Il n’y a pour ainsi dire pas de récit. Ce parti-pris radical peut désarçonner le spectateur. C’est que l’oeuvre repose entièrement sur la mise en scène. Puisqu’il n’y a pas de fil conducteur narratif, l’intérêt du spectateur naîtra grâce à la vérité que le cinéaste et Marie Rivière, l’actrice principale, arriveront à insuffler aux diverses séquences; des saynètes qui fonctionnent presque indépendamment les unes des autres. Elles sont de deux ordres. Il y a d’abord celles où Delphine est dans un environnement social: copines, famille, vacanciers. Souvent, ces scènes n’ont pas pour sujet principal Delphine mais un autre personnage sans fonction dramatique. Par exemple, on va écouter un retraité francilien dans son jardin raconter ses premières vacances. Dans ces moments, le cinéaste est particulièrement attentif aux petits détails concrèts; par exemple, une bretelle qui tombe et dénude une épaule de femme. Merveilleux hasard préparé! L’impression de vie qui se dégage alors est unique. Les autres séquences sont celles où les tourments de Delphine sont intégrées à la Nature. On la voit notamment pleurer toute seule dans une campagne battue par le vent. Cette séquence magnifique est peut-être la plus « murnalcienne » de toute l’oeuvre de Rohmer.

Toutes ces scènes sont autant de petites touches qui dessinent, en creux, un portrait impressionniste de Delphine. C’est bien là que réside la substance de l’oeuvre. Même si Le rayon vert fait partie de la série des « Comédies et Proverbes », même s’il y a une intention moraliste derrière, sa beauté essentielle est celle de son personnage principal. Ce sont les états d’âme de Delphine qui font le film. C’est pourquoi on peut dire qu’il repose sur les épaules de Marie Rivière qui a d’ailleurs écrit ses textes. Marie Rivière est merveilleuse donc le film est merveilleux. Elle incarne l’héroïne avec une sensibilité inouïe, une sensibilité rarissime chez le cinéaste profondément classique qu’est Rohmer.
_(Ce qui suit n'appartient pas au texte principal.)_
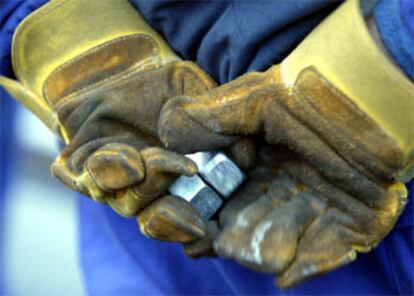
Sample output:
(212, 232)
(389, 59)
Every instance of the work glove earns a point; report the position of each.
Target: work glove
(334, 151)
(100, 85)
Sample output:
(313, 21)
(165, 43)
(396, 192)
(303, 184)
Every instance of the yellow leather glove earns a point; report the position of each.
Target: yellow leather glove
(335, 118)
(98, 76)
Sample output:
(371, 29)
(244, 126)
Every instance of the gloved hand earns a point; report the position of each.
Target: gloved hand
(337, 190)
(101, 86)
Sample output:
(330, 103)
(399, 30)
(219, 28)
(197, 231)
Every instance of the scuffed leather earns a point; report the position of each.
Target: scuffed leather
(324, 187)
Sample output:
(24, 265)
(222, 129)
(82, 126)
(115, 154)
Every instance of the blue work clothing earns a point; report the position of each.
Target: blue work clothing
(227, 39)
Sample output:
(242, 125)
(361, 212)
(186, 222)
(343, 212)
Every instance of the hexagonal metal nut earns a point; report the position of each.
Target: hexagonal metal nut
(194, 190)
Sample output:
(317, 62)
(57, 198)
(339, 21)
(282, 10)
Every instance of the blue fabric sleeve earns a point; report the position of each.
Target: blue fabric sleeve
(395, 22)
(227, 38)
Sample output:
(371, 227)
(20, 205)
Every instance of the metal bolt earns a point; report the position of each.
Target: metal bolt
(218, 178)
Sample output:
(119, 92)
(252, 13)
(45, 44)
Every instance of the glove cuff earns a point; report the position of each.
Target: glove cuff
(343, 51)
(67, 45)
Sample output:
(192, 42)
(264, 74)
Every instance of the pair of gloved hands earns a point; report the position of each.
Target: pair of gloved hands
(320, 173)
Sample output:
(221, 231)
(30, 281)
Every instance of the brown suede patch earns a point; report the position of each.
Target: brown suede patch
(100, 63)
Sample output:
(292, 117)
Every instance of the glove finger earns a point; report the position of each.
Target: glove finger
(172, 219)
(158, 160)
(233, 242)
(183, 133)
(116, 166)
(161, 168)
(243, 153)
(275, 238)
(326, 245)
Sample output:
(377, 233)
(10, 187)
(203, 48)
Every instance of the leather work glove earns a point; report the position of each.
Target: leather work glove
(335, 151)
(100, 86)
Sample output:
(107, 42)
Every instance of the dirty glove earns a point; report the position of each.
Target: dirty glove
(328, 104)
(100, 85)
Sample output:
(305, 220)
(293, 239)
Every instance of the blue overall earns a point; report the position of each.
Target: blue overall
(227, 39)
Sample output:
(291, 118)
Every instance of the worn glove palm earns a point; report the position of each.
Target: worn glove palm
(101, 85)
(327, 184)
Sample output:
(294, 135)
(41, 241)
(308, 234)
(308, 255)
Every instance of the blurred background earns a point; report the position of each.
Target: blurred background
(39, 254)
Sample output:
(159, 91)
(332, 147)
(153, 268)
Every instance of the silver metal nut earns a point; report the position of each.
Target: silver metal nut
(222, 174)
(194, 190)
(218, 178)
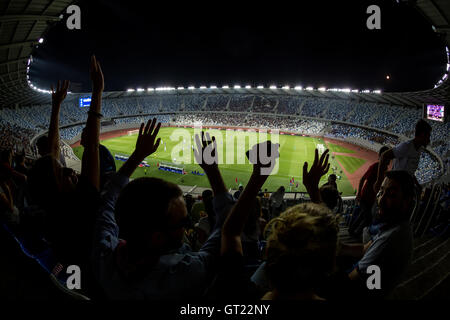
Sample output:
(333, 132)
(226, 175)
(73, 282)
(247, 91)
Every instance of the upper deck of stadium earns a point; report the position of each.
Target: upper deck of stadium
(23, 23)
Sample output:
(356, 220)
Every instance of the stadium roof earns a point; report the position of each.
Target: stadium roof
(24, 22)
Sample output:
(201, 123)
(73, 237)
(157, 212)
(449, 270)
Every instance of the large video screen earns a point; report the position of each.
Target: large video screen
(84, 102)
(435, 112)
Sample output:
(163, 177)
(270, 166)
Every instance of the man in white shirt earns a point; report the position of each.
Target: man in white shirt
(406, 155)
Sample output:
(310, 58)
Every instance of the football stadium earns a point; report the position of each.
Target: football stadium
(112, 182)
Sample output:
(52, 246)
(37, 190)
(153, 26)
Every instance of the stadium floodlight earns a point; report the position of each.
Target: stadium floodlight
(164, 89)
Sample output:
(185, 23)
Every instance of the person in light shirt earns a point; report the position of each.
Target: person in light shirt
(406, 155)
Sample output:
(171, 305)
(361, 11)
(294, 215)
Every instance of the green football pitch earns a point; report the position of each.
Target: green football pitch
(294, 151)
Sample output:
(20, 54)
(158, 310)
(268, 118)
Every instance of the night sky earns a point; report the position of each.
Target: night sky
(325, 43)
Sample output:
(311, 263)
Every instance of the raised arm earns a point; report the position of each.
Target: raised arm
(311, 179)
(146, 144)
(234, 224)
(386, 157)
(361, 184)
(90, 167)
(207, 158)
(58, 97)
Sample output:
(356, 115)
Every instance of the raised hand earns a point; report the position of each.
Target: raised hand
(318, 169)
(205, 154)
(97, 78)
(146, 143)
(263, 157)
(60, 94)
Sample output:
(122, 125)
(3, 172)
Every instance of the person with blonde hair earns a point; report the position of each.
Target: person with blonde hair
(301, 246)
(301, 251)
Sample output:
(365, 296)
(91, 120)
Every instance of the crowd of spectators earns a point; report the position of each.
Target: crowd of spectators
(241, 103)
(144, 240)
(343, 131)
(264, 104)
(288, 105)
(34, 119)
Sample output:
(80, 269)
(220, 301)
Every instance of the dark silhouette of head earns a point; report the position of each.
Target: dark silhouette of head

Le rayon vert confronte l’enfermement romantique de la jeune fille à la réalité de la vie. Dans les tablées de vacanciers, lors des discussions avec ses amies, le metteur en scène, qui garde toujours une juste distance, n’a pas peur de faire passer son héroïne pour une idiote.  Parce que le bon sens, le confort bourgeois, le consumérisme sexuel brandi comme un idéal et l’obligation sociale de se montrer heureux montrent qu’elle a tort de se complaire dans sa mélancolie. Or finalement, Delphine a raison contre toutes ces conformismes plus ou moins infâmes. Comme dans Conte d’hiver quelques années plus tard, Rohmer récompense la foi absurde de son héroïne pure de coeur et d’esprit par une fin quasi-miraculeuse. Et c’est sublime. C’est évidemment plus beau que la vie.